Edoderoo (talkcontribs)
Woordenbrij2 (talkcontribs)

Oké, hartelijk dank!

Ga ik proberen.

Reply to "Hero Elementary"
Multichill (talkcontribs)

The lag is high, but your bot keeps editing. What did you set as maxlag? Please lower it to 5 like everyone else.

Edoderoo (talkcontribs)

Er draaide 1 script elk uur met die setting, de andere die weken achtereen doorlopen liepen wel netjes met 5. Maar nu is hij helemaal gestopt, want vanacht zijn de login-tokens ongeldig verklaard, dus moet ik vanavond eerst mijn wachtwoord opnieuw invullen...

Multichill (talkcontribs)

Die setting? Welke setting?

Edoderoo (talkcontribs)

maxlag=55 ... toen vorige week er elke dag honderden vlinders toegevoegd werden, heb ik met twee scripts die allemaal aan wikidata geknoopt, maar met de serverlag zoals we die de afgelopen maanden kennen, is dat zoveel hollen en stilstaan, dat het eigenlijk niet werkt. Dat zie je het beste aan PAWS, dat is daardoor compleet onbruikbaar geworden. Daarnaast start er bij mij elk uur een script die de nieuwe wd-items van het afgelopen uur een omschrijving geeft. Als de serverlag hoog is, zijn dat vaak maar heel weinig items, maar die liepen nog met een hogere maxlag, dat is wat jij zag. Dat er hier nog drie andere scripts on hold staan, is dan wat lastiger te zien. Maar die maxlag staat nu weer terug op 5, want voor dat script op het hele uur is het niet zo spannend hoe laat hij klaar is.

Reply to "Maxlag again"
MrProperLawAndOrder (talkcontribs)
MrProperLawAndOrder (talkcontribs)
Edoderoo (talkcontribs)

I took it from the DBid, Deutsche Biografie. I saw they have more data we don't have on WIkidata yet, so I will extend my scraper sccript a bit more.... It will make the items more useful, and they will appear in more searches when more properties are filled up. And by adding a VIAF-id that is unique, we might find some duplicates that can be merged afterwards. This way your import is gonna be even more useful. Cooperation Galore ;)
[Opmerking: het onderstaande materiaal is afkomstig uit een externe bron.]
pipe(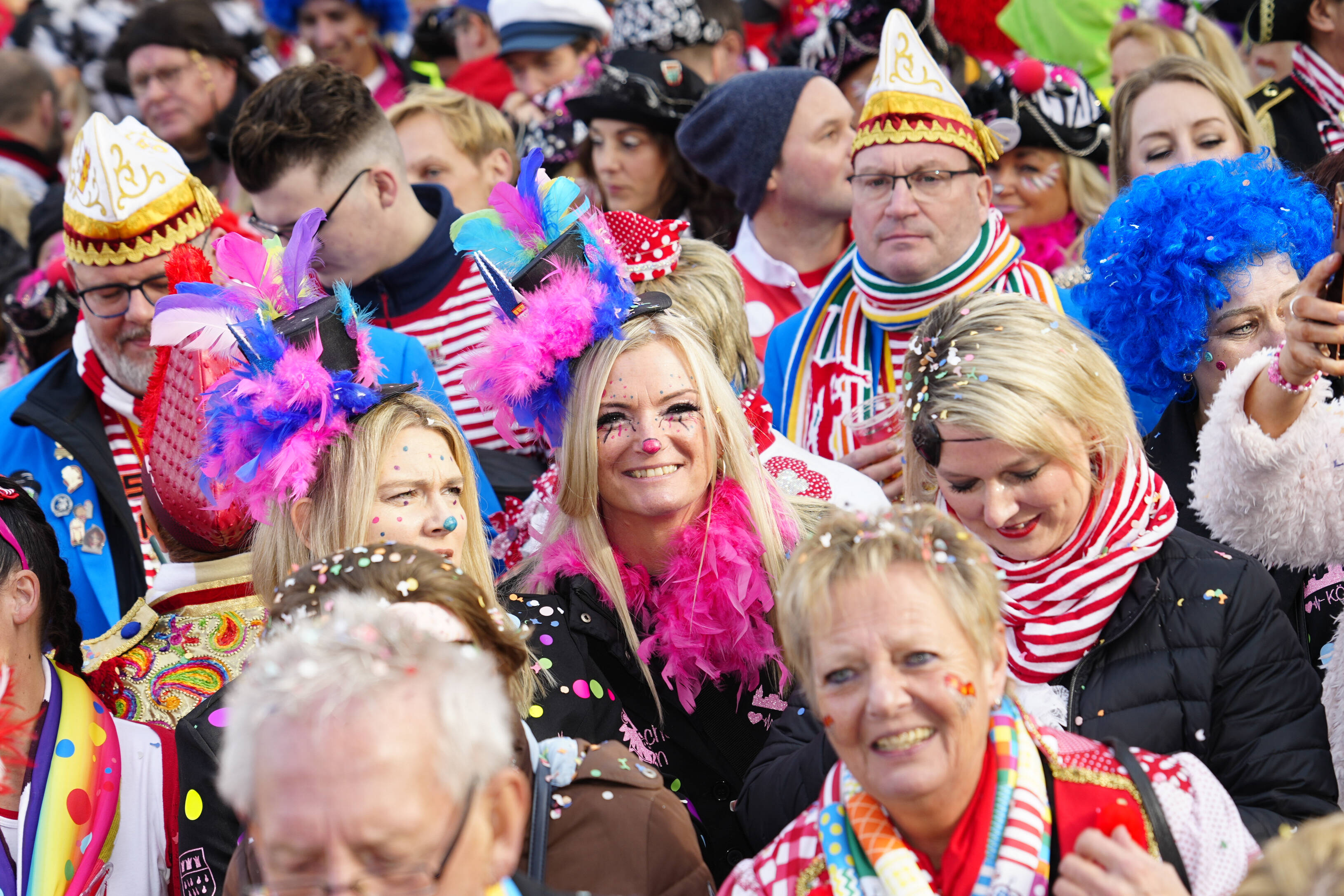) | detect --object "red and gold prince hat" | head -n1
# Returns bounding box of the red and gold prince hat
[853,9,1001,171]
[63,111,221,266]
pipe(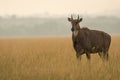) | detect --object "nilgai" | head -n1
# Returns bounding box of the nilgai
[68,16,111,60]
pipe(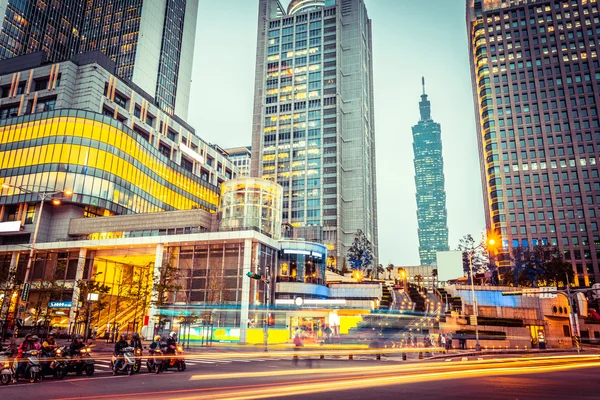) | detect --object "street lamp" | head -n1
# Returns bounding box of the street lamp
[469,239,496,351]
[2,182,73,321]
MrProperLawAndOrder (talkcontribs)
Edoderoo (talkcontribs)

I know ... I will run a full run to fill the VIAF maybe this weekend ... not every single one will get a VIAF, but that 190.000 can be quite some lower...

MrProperLawAndOrder (talkcontribs)

Yeah! Great! Any support very welcome. But please don't take VIAF from that website. Could be a bit out of date. Yes, VIAF adding is high prio to find more duplicates! The GND LDS (linked data service) offers even more data than only VIAF. Some stuff on DtBio website is just from a GND LDS dump, other stuff is their own - also depending on the items. But VIAF is always from the GND LDS dump, so safer to get it from there or from viaf.org.

MrProperLawAndOrder (talkcontribs)

Why do you still take VIAF from DtBio website. It is not as safe as to take it from GND LDS. During item creation I on purpose avoided loading it from there.

MrProperLawAndOrder (talkcontribs)

Is it difficult to do it from GND LDS?

Edoderoo (talkcontribs)

Oh, I think I misunderstood the discussion elsewhere. What about the other data on DtBio, like birthdate, profession, gender, etc?

MrProperLawAndOrder (talkcontribs)

Most comes from GND, including the errors. DtBio aggregates GND IDs from various sources from DE. AT. CH and mixes it with GND dumps. So, DtBio has data on a subset of GND IDs. What they have on top of GND data are the external links - which is really helpful to find out more about these humans. Some of these external links are also tracked in WD properties. So, DtBio is really helpful for WD. Only items in ADB (which is public domain and also in wikisource) and NDB have a lot extra data, but to import data from NDB probably could be copyvio. GND is CC0, birthdate, profession, gender - all in GND. GND bot/script would be great.

Edoderoo (talkcontribs)

I now see where we are talking along eachother. The values vor P7902 and P227 are the same. I use the link for P7902 with the data from P227, so effectively I grab the data from GND.

MrProperLawAndOrder (talkcontribs)

In most cases the value for P7902 should exist in P227. Some differences can exist. Also P227 can contain deprecated values (redirects) while in P7902 these should be deleted. Effectively you only "need" to work on P227 for P31=Q5. The existence of P7902 is just an indicator that that human could be more "important".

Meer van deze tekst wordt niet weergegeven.